If the question is “Will this design create a product that meets our reliability goal?” that helps to guide your next steps. If the decision is about which vendor better meets our requirements, that suggests a range of analysis options.
The type, quality, and quantity of data depend on the decision the analysis is to inform. Thus, when first encountering a dataset, start with what information you will need from the data. Plus, assess if the data is sufficient to provide the necessary information.
Data Collection and Errors
Let’s say the dataset provided has 1,000 entries, and all are times till each of those 1,000 products failed. This would be complete if the organization only shipped 1,000 units. If they shipped 100,000 units, what happened to the other 99,000? While just failure data is fine for some situations, it is not enough information to estimate the impact on future warranty claims.
An often-forgotten aspect of data collection is measurement error. Every measurement system has some error included. None are perfect. Understanding the measurement system used to collect the data may prompt additional questions on the quality of the data and the magnitude of the measurement error.
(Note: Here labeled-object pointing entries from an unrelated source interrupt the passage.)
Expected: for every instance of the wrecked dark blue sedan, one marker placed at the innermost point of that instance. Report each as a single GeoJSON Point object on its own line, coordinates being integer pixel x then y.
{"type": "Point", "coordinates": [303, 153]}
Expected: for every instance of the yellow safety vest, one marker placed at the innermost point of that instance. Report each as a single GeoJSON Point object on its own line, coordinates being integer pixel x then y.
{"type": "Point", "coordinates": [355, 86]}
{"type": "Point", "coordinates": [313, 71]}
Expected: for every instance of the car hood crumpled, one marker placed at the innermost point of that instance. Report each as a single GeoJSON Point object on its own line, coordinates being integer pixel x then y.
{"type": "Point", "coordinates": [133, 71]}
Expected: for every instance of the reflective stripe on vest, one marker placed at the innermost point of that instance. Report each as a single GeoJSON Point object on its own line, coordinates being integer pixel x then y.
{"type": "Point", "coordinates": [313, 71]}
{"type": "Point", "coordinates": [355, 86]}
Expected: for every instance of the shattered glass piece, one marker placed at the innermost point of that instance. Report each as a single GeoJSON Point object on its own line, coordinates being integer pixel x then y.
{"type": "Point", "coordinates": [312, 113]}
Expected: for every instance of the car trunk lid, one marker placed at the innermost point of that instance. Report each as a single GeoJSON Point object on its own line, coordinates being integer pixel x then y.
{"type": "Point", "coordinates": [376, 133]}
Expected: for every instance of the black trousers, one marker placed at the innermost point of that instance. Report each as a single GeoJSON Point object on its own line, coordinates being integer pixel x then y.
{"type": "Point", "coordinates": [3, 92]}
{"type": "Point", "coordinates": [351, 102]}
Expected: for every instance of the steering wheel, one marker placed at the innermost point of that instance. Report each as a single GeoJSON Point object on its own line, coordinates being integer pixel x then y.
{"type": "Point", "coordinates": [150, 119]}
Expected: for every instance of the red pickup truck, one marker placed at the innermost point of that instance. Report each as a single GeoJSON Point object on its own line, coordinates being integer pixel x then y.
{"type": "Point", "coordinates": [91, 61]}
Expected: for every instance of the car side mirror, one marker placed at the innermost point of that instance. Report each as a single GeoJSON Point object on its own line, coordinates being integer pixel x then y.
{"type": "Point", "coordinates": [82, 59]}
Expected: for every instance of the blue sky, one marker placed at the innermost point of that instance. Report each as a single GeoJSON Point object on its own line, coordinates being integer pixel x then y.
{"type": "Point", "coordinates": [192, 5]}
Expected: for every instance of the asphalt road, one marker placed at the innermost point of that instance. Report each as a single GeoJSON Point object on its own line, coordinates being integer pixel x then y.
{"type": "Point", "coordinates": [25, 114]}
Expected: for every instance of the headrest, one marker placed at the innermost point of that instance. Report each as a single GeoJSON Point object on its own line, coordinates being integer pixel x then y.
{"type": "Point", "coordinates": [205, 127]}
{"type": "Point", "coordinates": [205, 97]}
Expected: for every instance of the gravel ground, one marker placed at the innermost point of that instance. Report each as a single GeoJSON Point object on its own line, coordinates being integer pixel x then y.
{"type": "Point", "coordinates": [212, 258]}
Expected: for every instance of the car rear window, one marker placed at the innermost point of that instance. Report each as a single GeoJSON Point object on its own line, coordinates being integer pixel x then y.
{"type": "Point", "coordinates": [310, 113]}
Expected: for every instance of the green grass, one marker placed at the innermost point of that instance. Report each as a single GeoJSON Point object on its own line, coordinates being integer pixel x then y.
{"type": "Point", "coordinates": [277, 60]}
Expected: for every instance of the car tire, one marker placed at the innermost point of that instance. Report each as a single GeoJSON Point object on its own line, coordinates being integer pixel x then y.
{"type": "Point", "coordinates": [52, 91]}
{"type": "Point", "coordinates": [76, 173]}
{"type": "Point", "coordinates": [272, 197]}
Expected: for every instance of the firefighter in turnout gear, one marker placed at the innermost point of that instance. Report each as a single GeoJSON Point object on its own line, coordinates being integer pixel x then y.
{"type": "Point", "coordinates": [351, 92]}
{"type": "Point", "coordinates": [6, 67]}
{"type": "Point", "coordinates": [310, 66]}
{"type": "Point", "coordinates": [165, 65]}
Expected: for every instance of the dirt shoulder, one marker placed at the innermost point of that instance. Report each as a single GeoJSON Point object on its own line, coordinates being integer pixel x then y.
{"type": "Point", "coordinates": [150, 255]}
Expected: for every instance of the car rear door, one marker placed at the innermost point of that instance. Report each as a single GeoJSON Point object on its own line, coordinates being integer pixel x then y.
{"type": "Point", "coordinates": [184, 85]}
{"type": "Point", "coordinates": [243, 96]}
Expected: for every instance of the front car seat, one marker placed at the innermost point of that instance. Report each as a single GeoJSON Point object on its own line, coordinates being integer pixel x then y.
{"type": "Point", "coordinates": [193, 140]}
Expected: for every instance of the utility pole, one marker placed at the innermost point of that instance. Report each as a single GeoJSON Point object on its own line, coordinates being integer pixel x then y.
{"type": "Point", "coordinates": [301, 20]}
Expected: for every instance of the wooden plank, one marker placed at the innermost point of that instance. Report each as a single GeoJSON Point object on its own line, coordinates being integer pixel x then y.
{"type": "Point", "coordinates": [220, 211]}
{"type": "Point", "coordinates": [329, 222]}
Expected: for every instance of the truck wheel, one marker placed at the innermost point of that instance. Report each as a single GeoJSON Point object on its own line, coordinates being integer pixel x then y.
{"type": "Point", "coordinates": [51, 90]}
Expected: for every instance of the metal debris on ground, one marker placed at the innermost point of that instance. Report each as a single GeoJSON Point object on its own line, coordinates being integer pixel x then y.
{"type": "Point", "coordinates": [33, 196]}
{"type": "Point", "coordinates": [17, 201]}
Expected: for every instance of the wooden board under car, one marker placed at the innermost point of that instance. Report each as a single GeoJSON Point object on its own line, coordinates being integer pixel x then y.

Another detail to understand concerns the completeness of the data. Is the data a random or not-so-random sample? Or does the dataset include measurements from all items in the population? This affects the type of analysis and how to interpret the results.
Consider the measurement frequency. If the measurement system records events as they happen, that is different than a system that checks for events once a month. Interval data requires different handling and analysis.
Data format and organization
To this point, we haven’t looked at the data within the dataset. Take a look at the data now. This is the start of the data clean-up process. Things like missing data or recording date variations impact various software packages’ ability to use the data. Are the missing data a clerical error or deliberate?
To understand the dataset, hopefully, the columns should have informative labels. “Column 1,” “column 2”, etc., doesn’t provide the necessary information about what is within the column. Dozens of columns with 4-digit numbers without labels or a legend, if not useful.
While some software packages can handle data presented using Nevada charts, not all can. This may require organizing the data for the intended analysis.
One thing that has often caused me problems is a column of numbers with a few data entries stored as text. These are hard to spot, yet when expecting numbers, most software packages balk when confronted with a field with text.
Exploring the data
Ok, you understand the decision this data is to inform and understand the dataset, including how it was collected, measurement error, and how the data is organized. Great. Now it’s time to start the analysis. Or is it?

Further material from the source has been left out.